[Computer Security] AEG: Automatic Exploit Generation-优快云博客

本文链接：https://blog.youkuaiyun.com/ShadyPi/article/details/147018993

AEG: Automatic Exploit Generation

在这里插入图片描述
From the title we can know that AEG is a technique that automatically generate exploits of a given source code. Fig. 5 shows the workflow of AEG. In this blog we learn these steps one by one.

Pre-Process

Compile binary code $B_{gcc}$ and LLVM bytecode $B_{llvm}$ from source code. Notice that AEG is a two-input single-output system, which means it does not take source code as input, but it needs bytecode to do source analysis. Bytecode is a platform-independent, intermediate representation of code that is not executed directly by the hardware, but by a virtual machine (VM).

Source-Analysis

This step does not do complex analysis, instead it just finds out the largest buffer size in the program and output $ma x$ as the maximum size of symbolic data / exploits, which is at least 10% larger than the largest buffer size.

Bug-Find

Preconditioned Symbolic Execution

Traditional symbolic execution for bug finding is representing each byte of exploits with symbolic variables, turning it into a symbolic data. For every branch in the program, new constraints will be created to model different branches. In the end, we will try to solve a valid symbolic data satisfying all of the constraints in the interpreter / path.

if(a > 1)
   b = a - 1;
 else
   b = a + 1;

Taking the simple code above as an example, we will create interpreters to model different paths passing the if branch, like a>1 and a<=1. When we want the result b to be 2, we can set the function as a>1 & a-1=2, gaining a=3; and a<=1 & a+1=2, gaining a=1.

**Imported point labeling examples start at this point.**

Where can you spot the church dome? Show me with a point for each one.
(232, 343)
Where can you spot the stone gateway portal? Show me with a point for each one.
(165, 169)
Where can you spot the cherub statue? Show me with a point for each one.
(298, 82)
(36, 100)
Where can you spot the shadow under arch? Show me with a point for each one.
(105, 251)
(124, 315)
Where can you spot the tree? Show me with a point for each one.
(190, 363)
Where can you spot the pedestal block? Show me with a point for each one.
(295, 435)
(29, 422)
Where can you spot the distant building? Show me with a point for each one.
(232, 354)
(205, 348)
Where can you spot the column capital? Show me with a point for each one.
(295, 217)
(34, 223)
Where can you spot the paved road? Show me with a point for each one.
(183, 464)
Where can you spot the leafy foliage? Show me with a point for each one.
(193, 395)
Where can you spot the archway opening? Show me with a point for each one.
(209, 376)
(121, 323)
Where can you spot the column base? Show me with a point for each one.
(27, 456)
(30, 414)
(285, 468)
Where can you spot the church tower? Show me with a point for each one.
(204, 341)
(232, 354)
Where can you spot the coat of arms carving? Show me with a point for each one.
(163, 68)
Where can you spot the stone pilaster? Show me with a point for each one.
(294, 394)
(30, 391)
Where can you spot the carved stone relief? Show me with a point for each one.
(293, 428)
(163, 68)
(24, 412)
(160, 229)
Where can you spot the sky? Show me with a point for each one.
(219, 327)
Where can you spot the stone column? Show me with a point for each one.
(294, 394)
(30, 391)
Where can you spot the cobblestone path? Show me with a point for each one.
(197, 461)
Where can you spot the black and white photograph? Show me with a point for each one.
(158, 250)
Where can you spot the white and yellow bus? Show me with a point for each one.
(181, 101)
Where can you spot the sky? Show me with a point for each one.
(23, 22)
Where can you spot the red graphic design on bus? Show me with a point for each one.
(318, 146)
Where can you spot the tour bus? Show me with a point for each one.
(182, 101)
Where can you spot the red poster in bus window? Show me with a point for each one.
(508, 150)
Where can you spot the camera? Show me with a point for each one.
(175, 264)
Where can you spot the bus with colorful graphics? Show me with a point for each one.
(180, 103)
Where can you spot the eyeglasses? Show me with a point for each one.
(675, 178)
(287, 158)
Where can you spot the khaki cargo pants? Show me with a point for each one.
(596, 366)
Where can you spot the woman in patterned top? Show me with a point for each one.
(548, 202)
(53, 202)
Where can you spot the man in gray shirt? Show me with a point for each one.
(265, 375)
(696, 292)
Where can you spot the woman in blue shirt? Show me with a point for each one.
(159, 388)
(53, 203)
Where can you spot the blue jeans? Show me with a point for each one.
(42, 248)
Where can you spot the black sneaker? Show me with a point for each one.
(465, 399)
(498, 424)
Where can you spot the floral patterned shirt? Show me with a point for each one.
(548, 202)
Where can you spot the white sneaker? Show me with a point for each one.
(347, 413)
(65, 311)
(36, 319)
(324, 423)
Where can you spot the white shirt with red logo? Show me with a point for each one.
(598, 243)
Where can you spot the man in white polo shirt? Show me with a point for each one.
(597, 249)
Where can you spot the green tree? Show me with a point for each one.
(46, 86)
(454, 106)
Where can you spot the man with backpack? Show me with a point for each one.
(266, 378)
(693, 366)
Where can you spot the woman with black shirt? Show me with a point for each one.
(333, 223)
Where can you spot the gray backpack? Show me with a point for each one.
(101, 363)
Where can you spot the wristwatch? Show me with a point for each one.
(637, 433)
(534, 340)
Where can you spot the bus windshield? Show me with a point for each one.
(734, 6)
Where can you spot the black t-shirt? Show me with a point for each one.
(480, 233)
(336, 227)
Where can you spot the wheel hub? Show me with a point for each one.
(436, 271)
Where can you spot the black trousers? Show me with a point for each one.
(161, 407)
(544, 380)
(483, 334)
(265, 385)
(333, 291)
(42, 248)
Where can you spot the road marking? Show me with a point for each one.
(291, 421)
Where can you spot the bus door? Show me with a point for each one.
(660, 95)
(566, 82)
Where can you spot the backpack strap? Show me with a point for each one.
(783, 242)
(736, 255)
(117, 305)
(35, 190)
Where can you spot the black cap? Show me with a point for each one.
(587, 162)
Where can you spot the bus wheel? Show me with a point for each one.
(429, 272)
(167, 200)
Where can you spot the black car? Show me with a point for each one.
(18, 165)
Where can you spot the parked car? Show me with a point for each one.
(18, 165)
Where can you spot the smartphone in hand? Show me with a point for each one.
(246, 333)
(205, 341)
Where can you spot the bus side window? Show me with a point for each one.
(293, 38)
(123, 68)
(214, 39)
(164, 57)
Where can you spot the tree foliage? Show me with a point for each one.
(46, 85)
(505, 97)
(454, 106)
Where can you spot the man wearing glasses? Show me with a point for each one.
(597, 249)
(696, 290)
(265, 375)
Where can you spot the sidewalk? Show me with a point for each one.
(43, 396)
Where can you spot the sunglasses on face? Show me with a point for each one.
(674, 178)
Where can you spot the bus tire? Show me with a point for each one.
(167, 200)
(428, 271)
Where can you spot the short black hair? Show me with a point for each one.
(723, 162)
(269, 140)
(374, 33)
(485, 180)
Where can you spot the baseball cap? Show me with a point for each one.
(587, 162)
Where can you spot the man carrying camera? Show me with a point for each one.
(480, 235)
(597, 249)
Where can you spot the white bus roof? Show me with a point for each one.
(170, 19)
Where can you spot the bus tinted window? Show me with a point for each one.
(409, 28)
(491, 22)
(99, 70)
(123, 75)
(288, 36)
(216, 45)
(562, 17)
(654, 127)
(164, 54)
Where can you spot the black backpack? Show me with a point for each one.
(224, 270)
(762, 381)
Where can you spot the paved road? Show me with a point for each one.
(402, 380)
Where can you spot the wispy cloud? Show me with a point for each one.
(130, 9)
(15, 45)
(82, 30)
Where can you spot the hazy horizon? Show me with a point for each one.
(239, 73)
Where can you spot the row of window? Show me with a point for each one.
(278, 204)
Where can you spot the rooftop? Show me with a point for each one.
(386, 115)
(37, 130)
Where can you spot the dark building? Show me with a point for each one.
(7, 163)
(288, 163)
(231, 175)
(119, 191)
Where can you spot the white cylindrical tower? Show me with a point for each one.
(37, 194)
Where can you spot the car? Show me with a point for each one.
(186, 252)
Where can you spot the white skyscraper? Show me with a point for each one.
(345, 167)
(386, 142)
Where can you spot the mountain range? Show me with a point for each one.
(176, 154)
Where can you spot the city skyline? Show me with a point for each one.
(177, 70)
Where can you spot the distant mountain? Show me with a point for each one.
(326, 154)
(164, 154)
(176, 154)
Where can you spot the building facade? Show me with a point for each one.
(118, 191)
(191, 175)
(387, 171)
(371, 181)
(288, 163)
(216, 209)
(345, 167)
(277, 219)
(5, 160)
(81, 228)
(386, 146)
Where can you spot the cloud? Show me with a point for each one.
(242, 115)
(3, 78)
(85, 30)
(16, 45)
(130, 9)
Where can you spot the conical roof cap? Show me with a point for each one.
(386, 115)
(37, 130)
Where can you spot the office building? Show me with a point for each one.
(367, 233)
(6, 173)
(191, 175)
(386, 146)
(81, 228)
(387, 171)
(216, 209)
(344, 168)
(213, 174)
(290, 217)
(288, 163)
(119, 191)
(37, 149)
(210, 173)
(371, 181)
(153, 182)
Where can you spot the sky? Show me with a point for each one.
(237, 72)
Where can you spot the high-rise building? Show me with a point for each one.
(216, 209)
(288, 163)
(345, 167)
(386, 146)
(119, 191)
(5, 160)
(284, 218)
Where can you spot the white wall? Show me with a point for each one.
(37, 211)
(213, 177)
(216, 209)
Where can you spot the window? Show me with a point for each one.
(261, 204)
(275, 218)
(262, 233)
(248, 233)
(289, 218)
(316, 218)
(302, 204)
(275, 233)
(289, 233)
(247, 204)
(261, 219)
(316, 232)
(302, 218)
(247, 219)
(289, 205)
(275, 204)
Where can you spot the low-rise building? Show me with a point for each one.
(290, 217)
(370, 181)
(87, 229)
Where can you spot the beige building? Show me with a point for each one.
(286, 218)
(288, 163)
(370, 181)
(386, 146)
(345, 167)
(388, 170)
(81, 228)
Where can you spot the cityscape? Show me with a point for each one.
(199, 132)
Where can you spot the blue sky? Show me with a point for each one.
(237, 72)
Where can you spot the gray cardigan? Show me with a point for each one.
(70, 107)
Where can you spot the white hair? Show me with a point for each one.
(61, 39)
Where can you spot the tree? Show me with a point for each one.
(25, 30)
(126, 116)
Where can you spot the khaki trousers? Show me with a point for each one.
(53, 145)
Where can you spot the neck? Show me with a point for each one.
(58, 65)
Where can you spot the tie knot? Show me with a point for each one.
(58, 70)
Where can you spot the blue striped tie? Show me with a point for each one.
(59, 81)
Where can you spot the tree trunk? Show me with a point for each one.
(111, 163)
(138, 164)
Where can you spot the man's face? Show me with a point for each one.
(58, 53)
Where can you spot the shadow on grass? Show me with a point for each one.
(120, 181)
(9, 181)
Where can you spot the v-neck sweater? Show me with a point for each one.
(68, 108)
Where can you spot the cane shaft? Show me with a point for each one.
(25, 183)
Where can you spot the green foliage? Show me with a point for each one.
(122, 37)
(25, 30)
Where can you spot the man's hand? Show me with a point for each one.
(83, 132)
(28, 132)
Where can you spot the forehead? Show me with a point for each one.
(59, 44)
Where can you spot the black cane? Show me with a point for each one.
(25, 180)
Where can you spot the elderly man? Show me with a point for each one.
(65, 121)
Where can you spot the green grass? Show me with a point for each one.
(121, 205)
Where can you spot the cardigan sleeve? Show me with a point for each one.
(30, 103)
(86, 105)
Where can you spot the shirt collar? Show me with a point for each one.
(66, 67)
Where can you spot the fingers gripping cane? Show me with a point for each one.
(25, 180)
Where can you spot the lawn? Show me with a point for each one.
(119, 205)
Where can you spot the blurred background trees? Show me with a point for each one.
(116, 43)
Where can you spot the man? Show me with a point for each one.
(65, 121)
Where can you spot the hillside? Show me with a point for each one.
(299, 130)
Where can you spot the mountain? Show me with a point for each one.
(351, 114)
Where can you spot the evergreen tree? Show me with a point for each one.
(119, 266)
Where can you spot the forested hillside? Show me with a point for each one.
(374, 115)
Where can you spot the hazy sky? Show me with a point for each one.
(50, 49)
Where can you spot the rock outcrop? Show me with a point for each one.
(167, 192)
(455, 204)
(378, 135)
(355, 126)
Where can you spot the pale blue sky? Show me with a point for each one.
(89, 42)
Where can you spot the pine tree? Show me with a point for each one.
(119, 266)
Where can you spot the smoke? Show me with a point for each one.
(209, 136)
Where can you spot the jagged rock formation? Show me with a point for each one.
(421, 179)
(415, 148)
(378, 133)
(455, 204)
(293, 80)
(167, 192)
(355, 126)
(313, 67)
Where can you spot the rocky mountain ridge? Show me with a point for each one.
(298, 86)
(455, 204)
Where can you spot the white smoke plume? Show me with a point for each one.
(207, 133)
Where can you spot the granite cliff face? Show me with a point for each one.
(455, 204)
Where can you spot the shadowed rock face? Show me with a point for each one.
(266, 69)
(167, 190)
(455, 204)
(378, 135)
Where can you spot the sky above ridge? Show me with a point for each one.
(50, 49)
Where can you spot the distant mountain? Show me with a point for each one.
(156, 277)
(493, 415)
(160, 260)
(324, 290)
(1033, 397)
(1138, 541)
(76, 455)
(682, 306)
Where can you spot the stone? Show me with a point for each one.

Symbolic execution can help attackers find potential exploits, but the search space can be extremely large, especially for loops because every iteration can produce new branches. To prune the branch, the authors introduced Preconditioned Symbolic Execution to add some constraints before trying to solve the symbolic execution, including

Know Length: To overflow a buffer, it is obvious that the input should exceed the length of buffer, so we do not need to consider inputs that are shorter than the length of buffer;
Known Prefix: Sometimes we know the prefix of input, e.g., a HTTP GET request always starts with “GET”;
Concolic Execution: Reuse a known input specified by a single program path.

Path Prioritization

Each branch will lead to 2 different paths, whose number will grow exponentially in loops. It is also a question to decide which path we will explore first. So, the authors proposed Path Prioritization to decide the order of exploration. This includes 2 main techniques:

Buggy-Path-First: One bug on a path means subsequent statements are also likely to be buggy (and hopefully exploitable), so they prioritize buggy paths higher and continues exploration.
Loop Exhaustion: The loop-exhaustion strategy gives higher priority to an interpreter exploring the maximum number of loop iterations, hoping that computations involving more iterations are more promising to produce bugs like buffer overflows. In this way, a loop only creates one new interpreter.

Environment Modelling

AS a practical application, AEG can attack in different environment settings, including Files, Sockets, Variables, Library Function Calls and System Calls.

Exploit Generation

After finding a path leading to a bug, we need to check if it is exploitable. Then, attackers need to generate the exploit and verify it can get a shell via this bug for the attacker.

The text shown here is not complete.